Now before y'all go bashing too much on ol' James Ussher, keep in mind that his defenders include none other than Stephen Jay Gould, in his essay, "Fall in the House of Ussher" (from
Eight Little Piggies, W. W. Norton & Co., 1993).
Stephen Jay Gould said:
I shall be defending Ussher's chronology as an honorable effort for its time and arguing that our usual ridicule only records the lamentable small-mindedness based on mistaken use of present criteria to judge a distant and different past [...]
Gould, of course, doesn't support Ussher's
date, which is easily falsifiable and false, but he applauds Ussher's
work, given that he started from false premises, through no fault of his own.
Stephen Jay Gould said:
What of the scientists who assumed that the continents were stable, that the hereditary material was protein, or that all the other galaxies lay within the Milky Way? These false and abandoned efforts were pursued with passion by brilliant and honorable scientists.
Nor did Ussher simply add up the ages of people mentioned in the Bible. As Gould points out, that method starts to break down around the time of Solomon, and fails utterly once you reach the end of the Old Testament. Basically, it's a dead end, and Ussher didn't even bother with it. Gould does discuss his methods, but I won't bother, because it's irrelevant here.

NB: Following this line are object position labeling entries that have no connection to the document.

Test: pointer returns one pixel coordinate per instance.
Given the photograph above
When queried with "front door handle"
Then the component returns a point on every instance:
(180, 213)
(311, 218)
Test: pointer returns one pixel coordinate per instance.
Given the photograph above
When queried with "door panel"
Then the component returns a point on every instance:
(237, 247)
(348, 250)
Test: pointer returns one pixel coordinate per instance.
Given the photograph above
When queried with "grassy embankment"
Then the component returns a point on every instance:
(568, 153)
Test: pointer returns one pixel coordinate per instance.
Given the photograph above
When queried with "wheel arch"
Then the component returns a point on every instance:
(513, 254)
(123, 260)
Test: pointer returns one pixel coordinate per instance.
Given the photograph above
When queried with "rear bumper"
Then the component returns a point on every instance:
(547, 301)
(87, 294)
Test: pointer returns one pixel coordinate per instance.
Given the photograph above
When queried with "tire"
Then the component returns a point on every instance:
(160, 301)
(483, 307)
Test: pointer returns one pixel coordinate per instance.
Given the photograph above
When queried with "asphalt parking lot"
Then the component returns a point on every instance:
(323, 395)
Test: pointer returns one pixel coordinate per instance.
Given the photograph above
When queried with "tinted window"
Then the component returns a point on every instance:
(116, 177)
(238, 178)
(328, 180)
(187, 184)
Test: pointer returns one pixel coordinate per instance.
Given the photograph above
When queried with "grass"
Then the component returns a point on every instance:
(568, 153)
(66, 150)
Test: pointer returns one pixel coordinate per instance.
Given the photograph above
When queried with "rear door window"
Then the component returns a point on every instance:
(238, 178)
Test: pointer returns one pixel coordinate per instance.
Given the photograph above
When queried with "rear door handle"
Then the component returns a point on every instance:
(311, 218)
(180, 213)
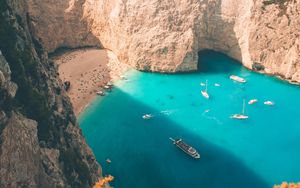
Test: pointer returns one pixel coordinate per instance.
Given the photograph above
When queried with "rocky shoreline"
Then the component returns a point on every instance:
(88, 70)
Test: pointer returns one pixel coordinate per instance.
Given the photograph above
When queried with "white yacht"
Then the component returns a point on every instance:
(204, 92)
(252, 101)
(147, 116)
(237, 78)
(269, 103)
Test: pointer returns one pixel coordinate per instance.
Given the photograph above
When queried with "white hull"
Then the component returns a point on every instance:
(237, 78)
(252, 101)
(239, 116)
(269, 103)
(205, 94)
(147, 116)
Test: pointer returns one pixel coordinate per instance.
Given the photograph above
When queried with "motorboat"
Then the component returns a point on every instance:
(237, 78)
(100, 93)
(186, 148)
(147, 116)
(252, 101)
(204, 92)
(269, 103)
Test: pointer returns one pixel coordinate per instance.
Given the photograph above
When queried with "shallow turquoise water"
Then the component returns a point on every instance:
(259, 152)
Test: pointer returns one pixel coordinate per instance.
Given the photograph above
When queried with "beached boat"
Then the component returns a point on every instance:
(237, 78)
(107, 87)
(186, 148)
(100, 93)
(148, 116)
(241, 116)
(204, 92)
(109, 84)
(269, 103)
(252, 101)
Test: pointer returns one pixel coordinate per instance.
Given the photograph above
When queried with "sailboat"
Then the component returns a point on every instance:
(204, 92)
(241, 116)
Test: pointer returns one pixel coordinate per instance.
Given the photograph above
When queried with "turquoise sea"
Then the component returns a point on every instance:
(259, 152)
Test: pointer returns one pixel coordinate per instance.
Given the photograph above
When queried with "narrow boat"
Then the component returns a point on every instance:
(204, 92)
(237, 78)
(252, 101)
(241, 116)
(109, 84)
(100, 93)
(147, 116)
(269, 103)
(186, 148)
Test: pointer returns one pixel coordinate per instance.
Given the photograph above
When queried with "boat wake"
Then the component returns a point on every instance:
(168, 112)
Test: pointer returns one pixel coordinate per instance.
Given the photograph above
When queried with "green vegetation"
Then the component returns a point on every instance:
(29, 100)
(281, 3)
(73, 163)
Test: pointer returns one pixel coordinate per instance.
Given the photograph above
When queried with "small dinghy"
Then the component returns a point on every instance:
(186, 148)
(241, 116)
(109, 84)
(252, 101)
(101, 93)
(269, 103)
(147, 116)
(204, 92)
(237, 78)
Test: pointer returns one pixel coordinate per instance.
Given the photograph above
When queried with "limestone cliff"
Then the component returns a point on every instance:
(41, 144)
(166, 36)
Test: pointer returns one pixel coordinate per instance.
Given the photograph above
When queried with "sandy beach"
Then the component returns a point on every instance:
(88, 71)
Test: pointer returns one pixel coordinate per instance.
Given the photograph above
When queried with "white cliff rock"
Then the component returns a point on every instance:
(166, 36)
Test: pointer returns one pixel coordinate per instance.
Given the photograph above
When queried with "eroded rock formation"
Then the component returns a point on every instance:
(41, 144)
(166, 36)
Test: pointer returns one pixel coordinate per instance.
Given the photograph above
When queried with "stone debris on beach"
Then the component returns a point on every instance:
(88, 71)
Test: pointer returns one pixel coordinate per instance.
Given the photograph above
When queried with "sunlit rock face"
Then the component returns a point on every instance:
(166, 36)
(59, 23)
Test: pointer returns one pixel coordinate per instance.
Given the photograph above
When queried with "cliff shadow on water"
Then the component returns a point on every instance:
(216, 33)
(143, 156)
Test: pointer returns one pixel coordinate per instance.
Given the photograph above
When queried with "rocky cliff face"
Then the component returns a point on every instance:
(166, 36)
(41, 144)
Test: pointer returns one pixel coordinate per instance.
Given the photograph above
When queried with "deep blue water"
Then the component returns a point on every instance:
(259, 152)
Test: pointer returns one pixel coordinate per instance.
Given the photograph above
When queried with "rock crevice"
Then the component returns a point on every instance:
(166, 36)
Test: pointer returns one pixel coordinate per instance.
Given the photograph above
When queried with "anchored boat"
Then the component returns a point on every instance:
(147, 116)
(186, 148)
(237, 78)
(204, 92)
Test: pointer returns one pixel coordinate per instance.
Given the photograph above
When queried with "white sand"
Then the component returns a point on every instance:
(88, 70)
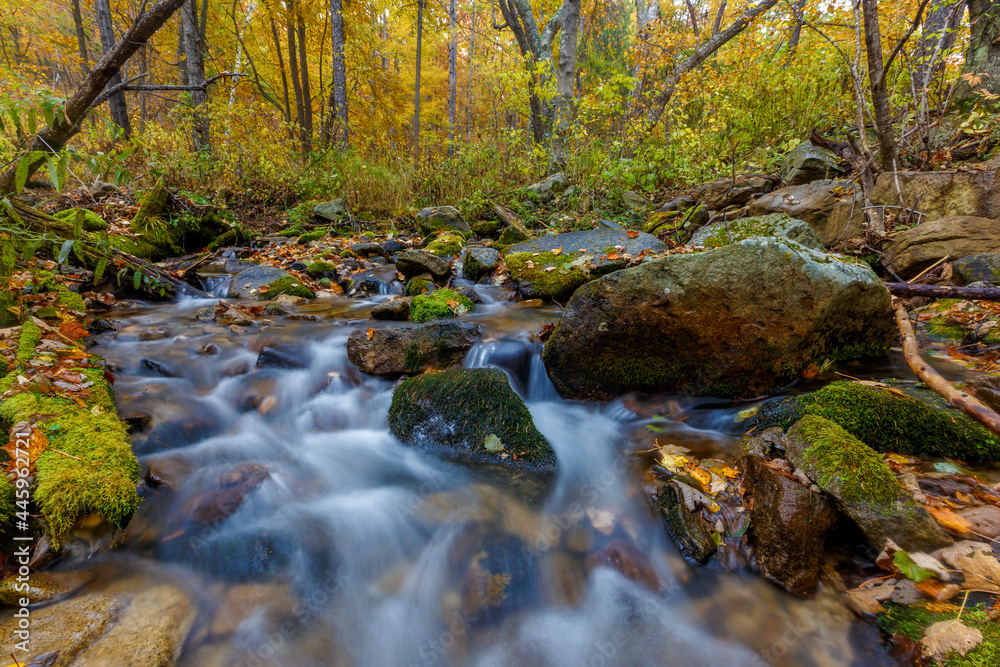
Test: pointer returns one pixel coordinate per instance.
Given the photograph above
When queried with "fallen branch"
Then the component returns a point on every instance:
(945, 292)
(959, 400)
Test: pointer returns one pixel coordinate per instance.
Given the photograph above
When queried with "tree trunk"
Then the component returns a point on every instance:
(566, 78)
(55, 136)
(81, 37)
(338, 109)
(119, 112)
(983, 56)
(879, 88)
(194, 65)
(416, 82)
(452, 73)
(293, 70)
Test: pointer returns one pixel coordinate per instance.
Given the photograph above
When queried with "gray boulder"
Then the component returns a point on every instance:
(441, 219)
(835, 209)
(775, 224)
(415, 262)
(331, 211)
(862, 485)
(738, 321)
(409, 350)
(550, 188)
(479, 262)
(807, 163)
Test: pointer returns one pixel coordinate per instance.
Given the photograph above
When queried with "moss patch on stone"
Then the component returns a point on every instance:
(888, 420)
(460, 409)
(96, 471)
(439, 304)
(447, 244)
(286, 285)
(550, 276)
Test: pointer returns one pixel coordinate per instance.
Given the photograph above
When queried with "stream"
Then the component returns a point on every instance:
(303, 533)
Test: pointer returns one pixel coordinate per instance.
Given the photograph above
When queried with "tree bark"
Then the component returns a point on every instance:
(55, 136)
(879, 87)
(194, 65)
(81, 37)
(339, 109)
(983, 56)
(306, 134)
(416, 81)
(119, 111)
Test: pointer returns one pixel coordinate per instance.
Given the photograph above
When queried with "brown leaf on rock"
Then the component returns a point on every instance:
(945, 636)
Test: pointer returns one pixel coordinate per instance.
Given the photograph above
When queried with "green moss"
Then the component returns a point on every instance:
(912, 622)
(94, 470)
(558, 283)
(72, 300)
(460, 408)
(309, 237)
(843, 460)
(427, 307)
(286, 285)
(31, 334)
(889, 421)
(91, 221)
(320, 269)
(447, 244)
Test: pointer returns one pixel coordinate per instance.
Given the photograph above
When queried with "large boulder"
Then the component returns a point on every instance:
(807, 163)
(775, 224)
(835, 209)
(738, 321)
(941, 194)
(789, 525)
(550, 188)
(415, 262)
(862, 485)
(917, 248)
(266, 282)
(471, 412)
(725, 192)
(441, 219)
(395, 351)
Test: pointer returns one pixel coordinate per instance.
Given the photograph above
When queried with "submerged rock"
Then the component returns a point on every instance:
(889, 420)
(738, 321)
(789, 525)
(393, 352)
(468, 411)
(862, 485)
(775, 224)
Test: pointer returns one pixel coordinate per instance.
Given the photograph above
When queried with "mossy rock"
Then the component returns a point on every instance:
(94, 471)
(545, 275)
(889, 420)
(439, 304)
(446, 245)
(91, 221)
(862, 485)
(470, 412)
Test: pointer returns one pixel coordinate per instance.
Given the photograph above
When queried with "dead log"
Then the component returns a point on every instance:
(960, 400)
(945, 291)
(52, 138)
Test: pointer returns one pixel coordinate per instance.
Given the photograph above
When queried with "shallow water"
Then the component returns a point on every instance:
(306, 534)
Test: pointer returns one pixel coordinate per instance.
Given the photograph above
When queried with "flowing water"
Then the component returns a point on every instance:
(304, 533)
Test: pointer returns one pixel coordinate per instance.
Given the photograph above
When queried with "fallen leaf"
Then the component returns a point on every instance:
(946, 636)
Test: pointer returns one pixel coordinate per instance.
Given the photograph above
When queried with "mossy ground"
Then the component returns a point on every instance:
(549, 275)
(286, 285)
(889, 421)
(912, 621)
(439, 304)
(842, 460)
(93, 471)
(460, 408)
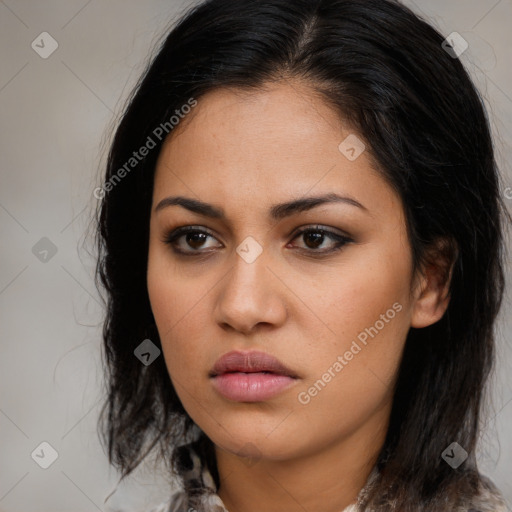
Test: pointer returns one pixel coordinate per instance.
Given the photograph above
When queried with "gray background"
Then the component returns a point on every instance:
(56, 115)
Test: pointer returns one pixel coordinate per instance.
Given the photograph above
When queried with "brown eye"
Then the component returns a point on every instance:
(188, 240)
(315, 237)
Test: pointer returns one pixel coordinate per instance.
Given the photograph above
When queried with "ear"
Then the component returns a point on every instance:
(431, 291)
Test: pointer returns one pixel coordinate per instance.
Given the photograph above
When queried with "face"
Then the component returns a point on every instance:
(333, 304)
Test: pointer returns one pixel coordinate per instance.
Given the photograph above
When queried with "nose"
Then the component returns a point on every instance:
(250, 296)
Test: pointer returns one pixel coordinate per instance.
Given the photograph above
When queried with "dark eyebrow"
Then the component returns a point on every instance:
(277, 211)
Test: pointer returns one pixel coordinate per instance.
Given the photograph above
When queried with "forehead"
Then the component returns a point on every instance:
(264, 146)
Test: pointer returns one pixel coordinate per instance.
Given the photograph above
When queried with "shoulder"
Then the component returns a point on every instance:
(488, 499)
(176, 503)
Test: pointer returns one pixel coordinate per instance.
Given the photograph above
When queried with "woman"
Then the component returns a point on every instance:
(301, 241)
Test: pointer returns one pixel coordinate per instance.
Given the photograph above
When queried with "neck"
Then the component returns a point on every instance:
(326, 479)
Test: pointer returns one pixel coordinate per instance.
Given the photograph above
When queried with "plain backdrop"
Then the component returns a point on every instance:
(56, 114)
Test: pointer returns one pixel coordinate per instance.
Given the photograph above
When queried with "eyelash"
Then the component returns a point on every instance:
(340, 240)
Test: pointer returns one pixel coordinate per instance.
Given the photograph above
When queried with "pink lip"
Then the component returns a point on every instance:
(251, 387)
(250, 376)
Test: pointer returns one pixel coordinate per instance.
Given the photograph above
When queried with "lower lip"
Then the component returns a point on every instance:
(251, 387)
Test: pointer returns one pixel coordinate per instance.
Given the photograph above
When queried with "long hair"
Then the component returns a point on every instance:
(387, 72)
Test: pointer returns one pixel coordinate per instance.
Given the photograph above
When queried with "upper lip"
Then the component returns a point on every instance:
(249, 362)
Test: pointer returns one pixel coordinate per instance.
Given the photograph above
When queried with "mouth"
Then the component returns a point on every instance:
(250, 376)
(250, 362)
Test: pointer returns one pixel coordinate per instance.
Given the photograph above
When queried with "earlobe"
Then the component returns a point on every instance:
(432, 296)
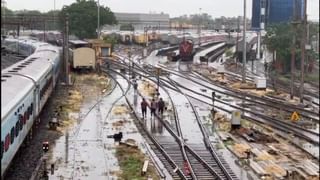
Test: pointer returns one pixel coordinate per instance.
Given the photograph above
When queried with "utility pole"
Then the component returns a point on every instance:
(244, 42)
(199, 27)
(3, 8)
(66, 48)
(54, 13)
(293, 53)
(98, 25)
(238, 30)
(303, 46)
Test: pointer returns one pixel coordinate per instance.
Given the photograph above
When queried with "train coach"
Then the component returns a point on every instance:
(26, 87)
(81, 55)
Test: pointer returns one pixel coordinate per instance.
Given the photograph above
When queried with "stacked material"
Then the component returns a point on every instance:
(74, 100)
(119, 110)
(223, 123)
(241, 149)
(264, 155)
(239, 85)
(148, 89)
(273, 169)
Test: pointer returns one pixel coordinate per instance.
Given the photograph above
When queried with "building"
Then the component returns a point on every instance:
(140, 21)
(265, 12)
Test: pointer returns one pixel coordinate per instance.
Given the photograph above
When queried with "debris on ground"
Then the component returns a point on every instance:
(120, 110)
(120, 123)
(131, 162)
(147, 88)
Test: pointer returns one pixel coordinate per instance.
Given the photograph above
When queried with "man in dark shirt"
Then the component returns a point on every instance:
(153, 107)
(144, 105)
(161, 106)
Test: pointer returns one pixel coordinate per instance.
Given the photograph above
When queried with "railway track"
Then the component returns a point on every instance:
(181, 154)
(308, 135)
(265, 101)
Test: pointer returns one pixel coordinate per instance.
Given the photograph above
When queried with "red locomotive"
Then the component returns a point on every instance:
(186, 50)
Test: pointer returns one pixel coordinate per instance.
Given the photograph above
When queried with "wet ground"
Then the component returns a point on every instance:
(89, 153)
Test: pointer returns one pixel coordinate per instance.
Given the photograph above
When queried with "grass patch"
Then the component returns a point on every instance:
(131, 161)
(312, 78)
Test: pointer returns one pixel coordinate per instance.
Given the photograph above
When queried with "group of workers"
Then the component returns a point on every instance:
(154, 106)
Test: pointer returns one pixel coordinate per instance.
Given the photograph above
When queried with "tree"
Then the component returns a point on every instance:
(83, 18)
(279, 39)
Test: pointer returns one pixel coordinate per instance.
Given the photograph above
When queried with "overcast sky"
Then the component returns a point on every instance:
(215, 8)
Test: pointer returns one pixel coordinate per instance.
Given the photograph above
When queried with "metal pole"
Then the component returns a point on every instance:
(66, 47)
(293, 53)
(244, 58)
(98, 25)
(199, 28)
(303, 46)
(293, 57)
(213, 99)
(54, 13)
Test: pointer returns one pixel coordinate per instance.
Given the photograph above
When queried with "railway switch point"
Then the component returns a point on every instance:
(45, 146)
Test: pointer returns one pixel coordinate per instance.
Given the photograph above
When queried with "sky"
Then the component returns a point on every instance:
(215, 8)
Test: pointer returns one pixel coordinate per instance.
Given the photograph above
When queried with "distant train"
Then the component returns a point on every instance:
(186, 50)
(81, 55)
(26, 87)
(173, 38)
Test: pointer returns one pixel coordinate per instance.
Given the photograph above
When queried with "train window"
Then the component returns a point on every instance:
(12, 135)
(7, 143)
(17, 128)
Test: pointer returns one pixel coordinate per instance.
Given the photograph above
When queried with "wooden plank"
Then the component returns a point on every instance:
(145, 167)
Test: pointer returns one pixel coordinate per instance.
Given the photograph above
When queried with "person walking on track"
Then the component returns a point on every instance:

Beyond that, though, Ussher's goal doesn't seem to have been to establish the date of creation. That was simply
one step in his goal to create a framework for studying and analyzing
all human history. And here Gould quotes historian James Barr (see Gould's bibliography for details).
James Barr said:
The Annales are an attempt at a comprehensive chronological synthesis of all known historical knowledge, biblical and classical... Of its volume only perhaps one sixth or less is biblical material.
(Emphasis mine.)
So, diss the Young Earth Creationists all you want. They don't have any excuse for their deliberate and wilful ignorance and blind stupidity. But don't try to lump poor Bishop Ussher in with that pack of idiots. It's not his fault that his attempt at good scholarship has been adopted by a pack of loons.